对照和转基因烟草对6周龄烟草植株的高温反应也有显着差异（图1l）。在高温下生长的转基因植物的叶子中，许多光合作用基因被显着上调（图1m）。免疫印迹分析表明，与光合作用相关的蛋白质在转基因植物中积累（图1n）。在连续热应力下（45°C持续9 h），F _v / F _m转基因烟草植株的叶片中的值也显着较高（图1o）。净光合速率（Pn）的时间序列确定表明，转基因烟草植物的叶片Pn速率高于野生型（图1p）。镁是叶绿素的一部分，是光合作用所必需的（Leonard，1954年），在F21转基因烟草植物的叶片中也检测到较高的镁含量（图1q）。综上所述，这些结果表明，在热胁迫条件下，类似于SOC1的基因转基因烟草植物具有增强的光合作用能力。

热应激后6周龄转基因烟草的叶片EL值低于野生型（图1r）。RNA序列分析表明，在热胁迫下，转基因烟草植物叶片中编码热休克蛋白的基因也大大上调（图1s）。GC‐MS分析表明，SOC1类基因转基因烟草植株中脯氨酸含量显着较高（图1t）。值得注意的是，在发芽阶段，转基因烟草植株在热胁迫下（12 h光照周期为15天）没有受到损害并正常开花。相反，在相同的热胁迫条件下，野生型烟草植物没有开花或开花不良（图1u）。

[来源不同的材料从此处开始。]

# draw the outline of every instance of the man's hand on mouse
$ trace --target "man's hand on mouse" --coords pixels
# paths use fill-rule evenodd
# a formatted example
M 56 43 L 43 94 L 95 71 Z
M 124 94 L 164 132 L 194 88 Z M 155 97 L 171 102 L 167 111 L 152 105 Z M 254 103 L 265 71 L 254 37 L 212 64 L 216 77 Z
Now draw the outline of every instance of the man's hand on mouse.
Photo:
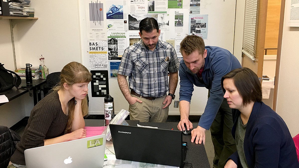
M 202 142 L 204 145 L 205 143 L 205 131 L 207 130 L 202 127 L 198 126 L 197 128 L 191 131 L 191 142 L 195 141 L 195 143 L 201 144 Z
M 190 122 L 187 118 L 184 118 L 181 120 L 179 123 L 179 124 L 178 124 L 178 129 L 181 131 L 185 131 L 185 126 L 184 126 L 184 124 L 185 123 L 186 123 L 186 126 L 187 126 L 187 130 L 188 128 L 189 130 L 193 128 L 192 123 Z

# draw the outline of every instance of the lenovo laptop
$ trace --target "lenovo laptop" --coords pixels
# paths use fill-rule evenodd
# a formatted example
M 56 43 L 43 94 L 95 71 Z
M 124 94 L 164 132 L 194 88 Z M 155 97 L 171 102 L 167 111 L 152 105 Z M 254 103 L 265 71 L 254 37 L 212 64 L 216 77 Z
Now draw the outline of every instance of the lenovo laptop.
M 109 126 L 117 159 L 182 166 L 187 144 L 182 142 L 181 131 L 112 124 Z
M 100 135 L 25 150 L 27 168 L 102 168 L 106 135 Z

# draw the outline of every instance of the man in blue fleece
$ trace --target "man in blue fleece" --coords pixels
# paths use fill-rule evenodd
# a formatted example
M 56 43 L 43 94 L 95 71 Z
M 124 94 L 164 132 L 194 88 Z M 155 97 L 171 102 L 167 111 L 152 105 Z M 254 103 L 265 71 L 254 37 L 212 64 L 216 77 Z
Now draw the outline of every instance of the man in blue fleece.
M 210 129 L 215 154 L 213 167 L 224 167 L 226 159 L 237 149 L 231 135 L 231 109 L 226 99 L 223 98 L 221 78 L 242 67 L 229 51 L 218 47 L 205 46 L 202 39 L 197 36 L 186 36 L 180 45 L 183 60 L 179 70 L 181 121 L 178 128 L 184 130 L 184 123 L 187 130 L 193 128 L 188 117 L 193 85 L 209 89 L 205 111 L 197 127 L 191 132 L 191 142 L 204 144 L 205 131 Z

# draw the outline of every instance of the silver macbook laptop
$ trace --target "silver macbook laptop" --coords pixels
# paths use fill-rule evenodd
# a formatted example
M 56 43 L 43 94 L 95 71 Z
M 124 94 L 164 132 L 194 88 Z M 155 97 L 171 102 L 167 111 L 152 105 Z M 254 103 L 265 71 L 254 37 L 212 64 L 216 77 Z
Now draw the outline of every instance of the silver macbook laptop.
M 106 135 L 25 150 L 27 168 L 97 167 L 104 165 Z

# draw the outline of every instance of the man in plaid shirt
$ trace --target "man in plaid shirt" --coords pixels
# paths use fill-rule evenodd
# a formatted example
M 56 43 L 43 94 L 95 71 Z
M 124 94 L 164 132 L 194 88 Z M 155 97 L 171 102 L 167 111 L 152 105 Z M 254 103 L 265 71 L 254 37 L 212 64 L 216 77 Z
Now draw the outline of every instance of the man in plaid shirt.
M 165 122 L 178 84 L 176 53 L 171 45 L 159 40 L 160 30 L 154 18 L 142 19 L 139 29 L 141 40 L 127 48 L 123 55 L 118 85 L 129 105 L 130 119 Z

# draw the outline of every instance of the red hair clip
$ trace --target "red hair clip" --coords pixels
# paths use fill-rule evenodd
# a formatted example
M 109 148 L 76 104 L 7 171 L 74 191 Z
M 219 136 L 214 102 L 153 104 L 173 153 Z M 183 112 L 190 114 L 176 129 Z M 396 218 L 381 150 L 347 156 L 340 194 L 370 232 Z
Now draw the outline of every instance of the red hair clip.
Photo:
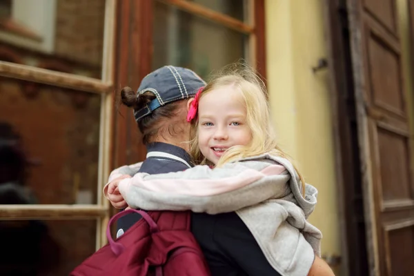
M 195 118 L 195 116 L 197 115 L 199 99 L 201 92 L 203 92 L 203 89 L 204 89 L 204 87 L 201 87 L 200 89 L 199 89 L 195 95 L 195 97 L 194 97 L 194 100 L 190 103 L 190 109 L 188 110 L 188 113 L 187 114 L 188 122 L 190 122 L 194 118 Z

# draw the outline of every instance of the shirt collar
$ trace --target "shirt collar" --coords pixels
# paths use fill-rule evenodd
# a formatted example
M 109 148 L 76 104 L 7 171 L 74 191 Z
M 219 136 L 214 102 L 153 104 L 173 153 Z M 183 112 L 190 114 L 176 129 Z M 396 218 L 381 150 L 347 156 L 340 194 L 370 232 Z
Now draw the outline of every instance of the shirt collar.
M 146 148 L 148 152 L 152 151 L 160 151 L 161 152 L 167 152 L 170 155 L 182 158 L 190 164 L 192 163 L 191 157 L 184 148 L 172 145 L 170 144 L 154 142 L 147 145 Z

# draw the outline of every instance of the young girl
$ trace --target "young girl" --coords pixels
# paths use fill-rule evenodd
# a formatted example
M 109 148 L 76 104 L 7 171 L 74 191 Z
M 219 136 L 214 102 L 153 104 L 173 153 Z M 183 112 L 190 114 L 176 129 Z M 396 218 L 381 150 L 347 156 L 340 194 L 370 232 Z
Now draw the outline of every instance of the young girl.
M 246 68 L 233 70 L 200 89 L 188 108 L 190 153 L 199 165 L 110 182 L 106 195 L 119 189 L 122 196 L 112 205 L 125 200 L 151 210 L 236 211 L 276 270 L 307 275 L 320 254 L 322 234 L 306 221 L 317 191 L 278 148 L 263 83 Z M 126 167 L 130 175 L 137 168 Z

此外，转基因矮牵牛过表达的Fbp21基因在不同的生长阶段也比野生型矮牵牛植物具有更高的耐热性（图1v和w）。热应激后2周龄的转基因矮牵牛的最高成活率（96.60％）（图1v）。对于6周龄的矮牵牛苗，在高温下3天后，没有野生型矮牵牛苗存活（图1w）。与烟草过表达SOC1样基因相似，转基因矮牵牛过表达的Fbp21基因在热胁迫下也产生浅绿色的花瓣（图1x）。

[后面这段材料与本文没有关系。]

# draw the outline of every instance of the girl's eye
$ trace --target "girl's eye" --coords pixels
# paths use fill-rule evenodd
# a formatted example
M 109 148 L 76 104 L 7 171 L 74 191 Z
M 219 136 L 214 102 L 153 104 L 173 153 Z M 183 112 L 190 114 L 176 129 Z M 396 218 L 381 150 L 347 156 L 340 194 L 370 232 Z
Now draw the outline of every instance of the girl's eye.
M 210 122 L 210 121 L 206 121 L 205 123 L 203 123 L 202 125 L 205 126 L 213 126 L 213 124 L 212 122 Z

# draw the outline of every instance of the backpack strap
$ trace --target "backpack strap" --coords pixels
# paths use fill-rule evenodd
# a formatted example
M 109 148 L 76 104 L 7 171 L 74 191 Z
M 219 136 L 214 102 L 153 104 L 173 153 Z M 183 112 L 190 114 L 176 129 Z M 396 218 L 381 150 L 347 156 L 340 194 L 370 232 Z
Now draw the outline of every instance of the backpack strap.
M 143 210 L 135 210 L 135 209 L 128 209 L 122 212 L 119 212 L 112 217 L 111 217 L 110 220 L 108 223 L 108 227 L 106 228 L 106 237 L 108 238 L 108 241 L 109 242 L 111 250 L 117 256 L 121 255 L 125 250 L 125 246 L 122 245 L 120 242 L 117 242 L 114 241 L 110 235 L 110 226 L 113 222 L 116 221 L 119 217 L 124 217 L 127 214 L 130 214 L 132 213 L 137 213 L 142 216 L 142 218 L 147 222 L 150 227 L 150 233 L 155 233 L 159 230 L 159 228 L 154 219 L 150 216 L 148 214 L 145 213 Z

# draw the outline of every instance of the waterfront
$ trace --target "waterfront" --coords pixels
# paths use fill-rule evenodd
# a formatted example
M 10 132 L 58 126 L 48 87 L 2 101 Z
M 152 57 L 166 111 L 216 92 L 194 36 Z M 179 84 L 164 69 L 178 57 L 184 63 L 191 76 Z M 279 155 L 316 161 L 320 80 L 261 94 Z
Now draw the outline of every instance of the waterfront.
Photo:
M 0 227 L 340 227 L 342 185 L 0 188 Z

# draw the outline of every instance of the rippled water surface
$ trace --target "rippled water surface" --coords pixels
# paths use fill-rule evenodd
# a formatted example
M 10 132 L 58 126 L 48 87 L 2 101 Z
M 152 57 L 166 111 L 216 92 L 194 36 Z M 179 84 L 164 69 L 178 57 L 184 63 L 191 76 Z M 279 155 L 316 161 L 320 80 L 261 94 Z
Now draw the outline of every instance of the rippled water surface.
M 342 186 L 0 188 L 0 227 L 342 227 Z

在较早的研究中，我们首次报道了SOC1样基因促进热应激花瓣中的叶绿体生物发生（Wang等，2019）。在本研究中，我们表明，与野生型植物和SOC1类似的植物相比，在Soc1类基因转基因植物的叶片中观察到的叶绿体数量增加的细胞更为常见。这些基因上调了光合作用和热休克相关基因，改善了植物的光合作用并减轻了热胁迫对叶绿体的损害。我们的结果表明，通过基因工程可以同时实现具有叶绿体花瓣，较高叶绿素含量，增加的光合作用和增强耐热性的超级植物。我们证明了植物花可以在热胁迫下进行光合作用以进一步提高碳的利用效率，并且SOC1样的过表达基因减少了热胁迫对叶绿体的有害影响并增强了植物的光合作用。我们的观察结果为高温，植物功能性叶绿体生物发生，植物光合作用和植物耐热性之间的串扰机制提供了新颖的见解。在全球变暖威胁日益严重的情况下，生产耐热植物将具有重要的生态和经济意义。